Ангелику затошнило. Почему никто ничего не скажет Эбигейл? Это же ненормально пить кровь другого человека! Не вампиры же! Но кроме Ангелики никто ничего не видел. Стивен, Кирк и синьор Дорети спали. Синьора Полетте находилась где-то между явью и сном, глаза ее были закрыты, но иссохшие губы двигались, будто молитву произносили.
– Не хочешь попробовать? – спросила Ангелику Эбигейл, размахнулась и вогнала крючок Винченцо под кожу. Винченцо застонал от боли и затрепыхал ногой, точно рыба на крючке. Хотя в какой-то мере так оно и было. Он и в самом деле находился на крючке.
– Здесь много крови, нам всем хватит, – сказала Эбигейл, присосавшись губами к коже Винченцо.
– Перестань. Перестань, – Ангелика хотела закричать, но изо рта вырвался только хрип, попыталась закрыть глаза, чтобы не видеть этого безобразия, надеялась открыть их и увидеть, что это был всего лишь сон, кошмар, рожденный измученным и теряющим остатки влаги мозгом.

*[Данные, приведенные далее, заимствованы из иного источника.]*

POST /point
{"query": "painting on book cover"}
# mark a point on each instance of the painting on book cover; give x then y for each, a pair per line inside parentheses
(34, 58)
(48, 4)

– Глупая, – Эбигейл вырвала крючок из тела Винченцо, тем самым заставив того застонать еще громче. Винченцо зашевелился и попытался приподнять тело на руках, будто собирался вставать, и это ему даже удалось, он тряхнул головой, будто прогоняя наваждение, обернулся, посмотрел на Эбигейл затуманенным взглядом и снова плюхнулся на дно лодки.
Эбигейл в тот же миг легла рядом, коснулась губами раны на ноге Винченцо и принялась сосать кровь. Отвращение исказило лицо Ангелики при виде блаженства, появившегося на лице Эбигейл.
– Что вы раскричались? – послышался голос синьоры Полетте. – Спать не даете. Ты что делаешь, Эбигейл?
– Я нашла замену воде, – Эбигейл открыла рот и показала кровь на языке.
– Ты что?! Спятила?! Отодвинься от Винченцо, и чтобы я этого больше не видела. Мы же люди, а не животные. Даже в таких ситуациях, как наша, мы должны оставаться людьми. Если бог пошлет нам смерть, мы примем ее, ибо такова воля его. Примем как люди. Осознающие и здравомыслящие, несломленные и человечные. Отойди тебе говорю от Винченцо. Оставь его в покое. Не тревожь его душу даже в столь тяжелый для нас час.
Удивительно, но Эбигейл ничего не сказала, послушалась и отодвинулась от Винченцо, правда, перед этим успела стереть пальцем кровь с его ноги и сунуть палец в рот.
– Мы – люди, – синьора Полетте легла на спину и закрыла глаза, – и перед смертью должны оставаться людьми, а не превращаться в животных. Умереть человеком более подобно человеку, чем выжить, но при этом стать животным… Отец наш милостивый, если на то воля твоя, мы умрем, но одного прошу тебя, пошли нам быструю смерть, не заставляй нас испытывать муки жажды. Только об этом тебя прошу, ни о чем более. Ни о чем более. Аминь, – синьора Полетте умолкла, и над лодкой повисла тишина.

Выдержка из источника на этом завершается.